Age Discrimination Alive at Top Ranks of Corporate America

Oct. 26, 2007
Survey finds 77.5% of execs see severe to moderate age discrimination

At a time when increasing numbers of baby boomers plan to work past traditional retirement ages, executives say age discrimination is alive and well in the workplace, according to a study recently conducted by Gray Hair Management, Inc. Gray Hair Management, a career coaching, networking and job search resource for executives.

While 77.5% of execs believe that age discrimination is severe to moderate in the workplace, 21.8% percent believe that age discrimination is mild or almost never happens at work, according to the study.
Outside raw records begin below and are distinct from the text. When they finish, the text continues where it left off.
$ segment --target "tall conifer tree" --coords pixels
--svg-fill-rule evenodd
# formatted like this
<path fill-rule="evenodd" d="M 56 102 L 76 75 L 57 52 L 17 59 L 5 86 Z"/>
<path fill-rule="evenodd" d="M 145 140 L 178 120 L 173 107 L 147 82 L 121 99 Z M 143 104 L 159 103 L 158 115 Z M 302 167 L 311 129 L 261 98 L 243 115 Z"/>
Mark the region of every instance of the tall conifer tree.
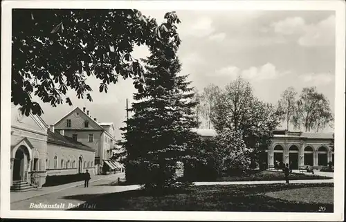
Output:
<path fill-rule="evenodd" d="M 166 15 L 165 18 L 172 17 Z M 176 29 L 172 22 L 164 25 Z M 194 158 L 192 141 L 198 137 L 191 131 L 198 125 L 192 111 L 196 105 L 193 88 L 189 86 L 188 75 L 179 75 L 181 64 L 174 56 L 179 44 L 169 44 L 177 42 L 172 39 L 179 36 L 161 30 L 161 41 L 149 48 L 151 55 L 143 60 L 146 89 L 134 93 L 136 102 L 129 109 L 133 115 L 122 129 L 126 132 L 122 143 L 127 155 L 127 180 L 155 189 L 190 184 L 177 178 L 176 163 Z"/>

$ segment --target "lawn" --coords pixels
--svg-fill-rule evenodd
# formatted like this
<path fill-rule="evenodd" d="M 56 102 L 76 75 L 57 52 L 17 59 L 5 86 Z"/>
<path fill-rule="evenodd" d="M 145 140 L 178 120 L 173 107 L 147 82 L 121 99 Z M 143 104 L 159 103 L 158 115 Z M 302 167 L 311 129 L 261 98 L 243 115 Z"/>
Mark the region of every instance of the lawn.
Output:
<path fill-rule="evenodd" d="M 235 176 L 223 176 L 218 178 L 217 181 L 283 181 L 284 172 L 272 171 L 253 170 L 246 175 Z M 289 176 L 290 180 L 316 180 L 330 179 L 331 177 L 292 173 Z"/>
<path fill-rule="evenodd" d="M 332 183 L 210 185 L 161 195 L 138 189 L 95 196 L 86 203 L 95 204 L 93 210 L 317 212 L 323 207 L 332 212 L 333 187 Z"/>

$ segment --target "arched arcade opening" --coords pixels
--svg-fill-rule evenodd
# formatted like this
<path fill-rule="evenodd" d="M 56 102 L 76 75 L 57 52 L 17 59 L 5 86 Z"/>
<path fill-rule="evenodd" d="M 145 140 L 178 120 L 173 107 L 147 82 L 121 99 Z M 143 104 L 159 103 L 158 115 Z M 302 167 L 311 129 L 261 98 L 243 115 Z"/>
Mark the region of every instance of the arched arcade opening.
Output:
<path fill-rule="evenodd" d="M 291 146 L 289 149 L 289 161 L 290 168 L 298 169 L 299 149 L 295 145 Z"/>

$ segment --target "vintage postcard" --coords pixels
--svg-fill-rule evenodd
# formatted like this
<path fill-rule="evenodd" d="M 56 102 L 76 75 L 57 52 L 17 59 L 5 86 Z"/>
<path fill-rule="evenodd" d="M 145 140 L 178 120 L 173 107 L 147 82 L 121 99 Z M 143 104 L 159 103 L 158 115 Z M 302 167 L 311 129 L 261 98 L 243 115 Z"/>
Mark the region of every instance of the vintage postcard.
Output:
<path fill-rule="evenodd" d="M 1 216 L 343 221 L 345 19 L 342 1 L 3 1 Z"/>

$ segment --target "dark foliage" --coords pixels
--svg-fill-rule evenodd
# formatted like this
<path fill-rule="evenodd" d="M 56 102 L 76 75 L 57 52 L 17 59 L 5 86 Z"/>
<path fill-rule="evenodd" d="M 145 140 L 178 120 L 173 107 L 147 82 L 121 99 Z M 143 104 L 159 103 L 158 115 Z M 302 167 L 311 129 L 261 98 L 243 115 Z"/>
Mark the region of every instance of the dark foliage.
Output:
<path fill-rule="evenodd" d="M 179 21 L 173 12 L 165 17 L 167 23 L 158 25 L 137 10 L 14 9 L 11 101 L 26 115 L 43 113 L 33 95 L 53 107 L 72 105 L 65 98 L 69 89 L 92 101 L 85 82 L 91 75 L 100 80 L 100 92 L 119 77 L 134 79 L 143 90 L 143 70 L 131 53 L 136 45 L 160 42 L 161 33 L 170 31 L 166 26 Z M 181 41 L 176 33 L 171 40 L 167 48 Z"/>

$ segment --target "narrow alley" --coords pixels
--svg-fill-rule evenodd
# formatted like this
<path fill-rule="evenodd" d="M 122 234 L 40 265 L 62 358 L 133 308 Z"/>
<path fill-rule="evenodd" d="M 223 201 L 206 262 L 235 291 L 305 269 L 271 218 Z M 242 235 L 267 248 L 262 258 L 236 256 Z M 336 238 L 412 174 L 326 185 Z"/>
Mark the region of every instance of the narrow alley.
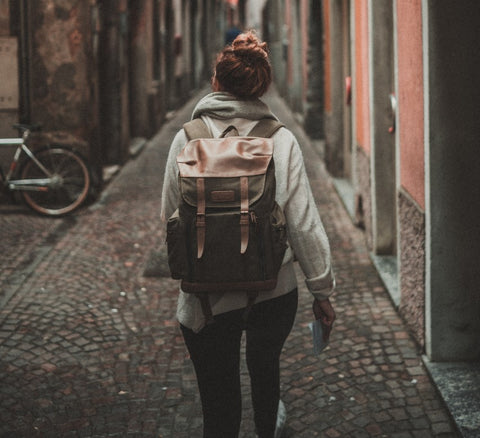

"There has always been an element of age discrimination during the job search, but it appears to be more prevalent in today's post-9/11 era," said Scott Kane, founder and partner of Gray Hair Management, Inc. "While there is no doubt that real age discrimination takes place, an equal threat to job seekers is their own potential age-defined mindset. The job seeker who believes that he or she is in the age discrimination range can subconsciously allow that to infiltrate their ability to conduct age-neutral interviews and networking," explains Kane. "We caution our clients to guard against this pitfall. After all, age really is just a number."

An interesting finding is that 73.7% of executives believe they have lost a job opportunity because of their age. When asked at what point they believe age affects hiring decisions, 21.2% believe that age becomes a negative hiring factor before age 50; 42.5% believe it becomes a factor between 50 and 54; 23.7% believe it happens between 55-59; and 10.4% believe age does not become a factor in hiring until 60+. Only 2.2% of execs believe age is never an issue in hiring decisions.

On the plus side a majority of executive believe that their age was an asset in a hiring situation. But nonetheless, 63.3% admit that they have made adjustments to their resume to make their age less obvious.

The survey, "2007 Age at Work Survey" was conducted in October 2007 and included 548 senior level executives.